The White House denied that there is any truth to the report. We can only hope this is so. Suppose the U.S. were to strike Iran and knock out whatever nuclear program it has. It would postpone the Iranians’ development of a weapon of mass destruction, but it certainly wouldn’t end their pursuit of one. In fact, it would only strengthen their resolve to develop such a weapon. And Iran would likely retaliate by making life more miserable for U.S. forces in Iraq and Afghanistan. A strike against Iran would also harden the hold that radical Islamists have on the country and set back democratic reform for decades to come, leading to further clampdowns on pro-democracy activists and dissidents and more recruits for terrorist extremism.

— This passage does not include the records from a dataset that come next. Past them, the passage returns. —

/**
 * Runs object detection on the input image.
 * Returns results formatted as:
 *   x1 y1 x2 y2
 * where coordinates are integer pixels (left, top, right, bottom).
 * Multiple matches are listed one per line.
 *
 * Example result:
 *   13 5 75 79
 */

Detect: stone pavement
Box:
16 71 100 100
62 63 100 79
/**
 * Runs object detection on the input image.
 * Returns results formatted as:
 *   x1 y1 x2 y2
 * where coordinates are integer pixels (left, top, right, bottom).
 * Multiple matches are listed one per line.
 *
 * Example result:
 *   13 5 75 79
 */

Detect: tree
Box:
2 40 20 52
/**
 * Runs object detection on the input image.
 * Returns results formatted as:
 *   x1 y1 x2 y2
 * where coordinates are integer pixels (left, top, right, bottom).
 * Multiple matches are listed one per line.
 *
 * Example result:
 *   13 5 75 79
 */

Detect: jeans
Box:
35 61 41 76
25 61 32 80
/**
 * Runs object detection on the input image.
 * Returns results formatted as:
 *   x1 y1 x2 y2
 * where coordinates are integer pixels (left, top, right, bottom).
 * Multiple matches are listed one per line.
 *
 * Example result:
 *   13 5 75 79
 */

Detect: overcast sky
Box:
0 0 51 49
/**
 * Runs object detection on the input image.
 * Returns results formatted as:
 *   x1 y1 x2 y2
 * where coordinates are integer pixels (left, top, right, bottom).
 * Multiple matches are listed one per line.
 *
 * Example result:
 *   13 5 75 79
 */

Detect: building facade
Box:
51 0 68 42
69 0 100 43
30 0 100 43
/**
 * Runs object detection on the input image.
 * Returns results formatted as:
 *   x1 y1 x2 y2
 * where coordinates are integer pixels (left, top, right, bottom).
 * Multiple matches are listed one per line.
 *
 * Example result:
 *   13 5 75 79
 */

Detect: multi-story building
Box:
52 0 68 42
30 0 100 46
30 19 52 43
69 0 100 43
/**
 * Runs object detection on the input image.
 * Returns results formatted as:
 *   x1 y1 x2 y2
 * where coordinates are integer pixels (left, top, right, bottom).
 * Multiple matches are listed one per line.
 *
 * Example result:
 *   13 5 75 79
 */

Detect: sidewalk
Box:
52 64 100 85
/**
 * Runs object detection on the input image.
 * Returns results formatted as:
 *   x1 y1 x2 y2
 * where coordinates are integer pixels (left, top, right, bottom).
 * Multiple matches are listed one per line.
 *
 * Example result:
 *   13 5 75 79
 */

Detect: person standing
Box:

Because a military strike would be disastrous and economic sanctions don’t seem to be working, now is a logical time to open negotiations between the U.S. and Iran, much like the talks that the U.S. held with China in the 1970s. The first step would be to put on the table what each country’s interests are and to identify mutual interests. And the two countries do have mutual interests: in a stable Iraq, a Taliban-free Afghanistan and a viable petroleum industry in Iran. Negotiations wouldn’t be easy, of course—suspicions are high on both sides. The U.S. and Iran haven’t had diplomatic relations since 1980, and since 1979 the U.S. hasn’t even been training Persian-speaking diplomats. Negotiating with Iran would be entering uncharted territory.

Diplomacy offers no assured outcome. But one thing the U.S. should have learned from its misadventure in Iraq is that military interventions don’t have assured outcomes either. Military efforts can exact an enormous price in human life and national treasure while unleashing new, uncontrollable forces of chaos. Now is the time to send a clear and unequivocal message to political leaders regarding an attack on Iran: Don’t do it. Not in our name, not with our tax dollars, and not with the lives of our men and women.